Essa época do ano é especialmente própria para a tomada de decisões, principalmente por jovens que estão concluindo os seus cursos técnicos ou graduações, ou por aqueles que vislumbram melhores oportunidades profissionais. Mas como toda escolha implica em pelo menos uma renúncia, a pergunta vem sempre acompanhada pelo medo: estou fazendo a escolha certa?
Muitas vezes fui o interlocutor de amigos que estavam nessa situação e, especialmente, por alguns que sempre se preocuparam em desenhar a sua carreira não ficando apenas como observador do tempo esperando que algum milagre viesse do céu e o iluminasse. O lado bom é que de certa maneira me realizo nas decisões corretas, e nem posso dizer que em alguns desses casos houve fracassos, houve sim algumas perdas momentâneas, mas que foram seguidas de ganhos significativos, e o lado ruim é que me sinto mais velho a cada vez que me deparo diante dessa situação.

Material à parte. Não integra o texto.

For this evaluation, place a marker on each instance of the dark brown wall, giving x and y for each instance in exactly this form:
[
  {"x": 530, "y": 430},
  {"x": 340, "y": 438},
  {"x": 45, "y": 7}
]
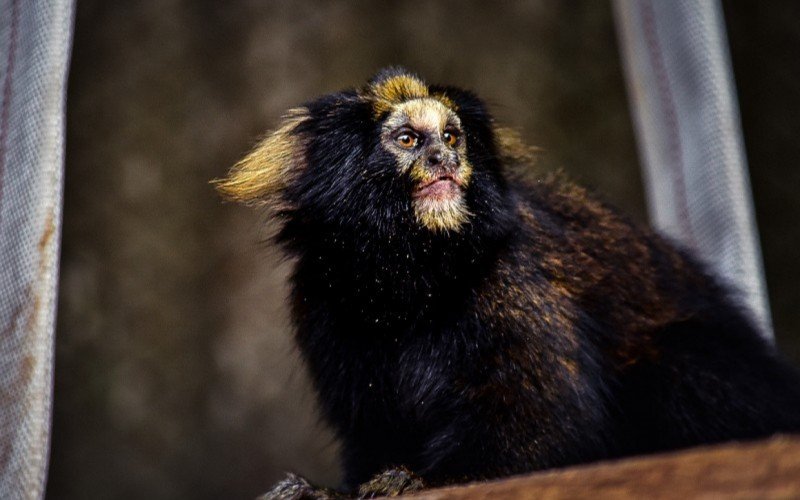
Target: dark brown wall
[{"x": 175, "y": 372}]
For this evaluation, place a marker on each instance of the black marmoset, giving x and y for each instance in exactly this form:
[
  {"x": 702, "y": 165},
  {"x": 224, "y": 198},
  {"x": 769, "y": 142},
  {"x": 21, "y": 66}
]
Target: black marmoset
[{"x": 466, "y": 323}]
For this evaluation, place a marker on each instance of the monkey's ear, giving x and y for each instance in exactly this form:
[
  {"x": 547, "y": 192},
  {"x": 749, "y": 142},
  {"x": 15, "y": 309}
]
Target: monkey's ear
[{"x": 259, "y": 177}]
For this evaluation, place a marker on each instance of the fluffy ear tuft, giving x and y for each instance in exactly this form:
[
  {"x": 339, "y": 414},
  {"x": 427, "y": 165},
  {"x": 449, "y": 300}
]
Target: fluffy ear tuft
[{"x": 261, "y": 175}]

Durante a minha carreira eu mesmo me vi nessa situação, se eu desse mais um passo poderia ter muitos ganhos ou muitas perdas, e o que fazer? Em primeiro lugar, conversar sobre o assunto não faz mal a ninguém, mas é importante que se tenha a consciência de que a responsabilidade pela decisão tomada é toda sua, pois opiniões são apenas isso, opiniões, e devem ser consideradas apenas como um ângulo diferente de se observar a mesma situação.
Deve-se observar se há algum risco físico para você, ou se você o produzirá para outro, caso positivo, abandone essa ideia. Riscos psicológicos sempre existirão, pois, por mais que se acerte, sempre ficará aquela dúvida: e se eu tivesse feito a outra escolha? Tenha essa dúvida até a tomada da decisão, após isso, esqueça a outra possibilidade, a partir de agora ela só irá te atrapalhar, o importante nesse caso é saber se você tem estabilidade psicológica suficiente para aguentar essa pressão, principalmente nos períodos iniciais.
É importante também fazer o balanço da condição que envolva terceiros. Se eu fizer, ou deixar de fazer isso, qual impacto produzirei na vida das pessoas próximas? Especialmente no caso em que envolve mudanças de localidades e há uma relação de casal ou família estabelecida, a preocupação aumenta. O mais comum nesse caso é que aquele que pode dar maior contribuição financeira tome a decisão e os outros o seguem, a situação fica mais fácil se for com apoio, pois do contrário, os laços podem ser rompidos.
Muito importante para a mudança de emprego é conhecer a empresa e, principalmente, o ambiente que você vai encontrar. É primordial conhecer o futuro chefe e saber qual é a sua condição de conviver bem com ele. É preferível ter um rendimento reduzido em um local em que você possa adquirir conhecimento e pleitear crescimento naquela ou em outra empresa, a ter um maior ganho financeiro inicial e ficar estagnado pelo resto da vida.
Agora, se você é jovem, ainda sem uma carreira consolidada, sem perspectivas imediatas de crescimento rápido, sem vínculos consolidados, e observados os itens acima, demorô! Como se dizia em uma gíria recente. Não há motivos para ter dúvidas.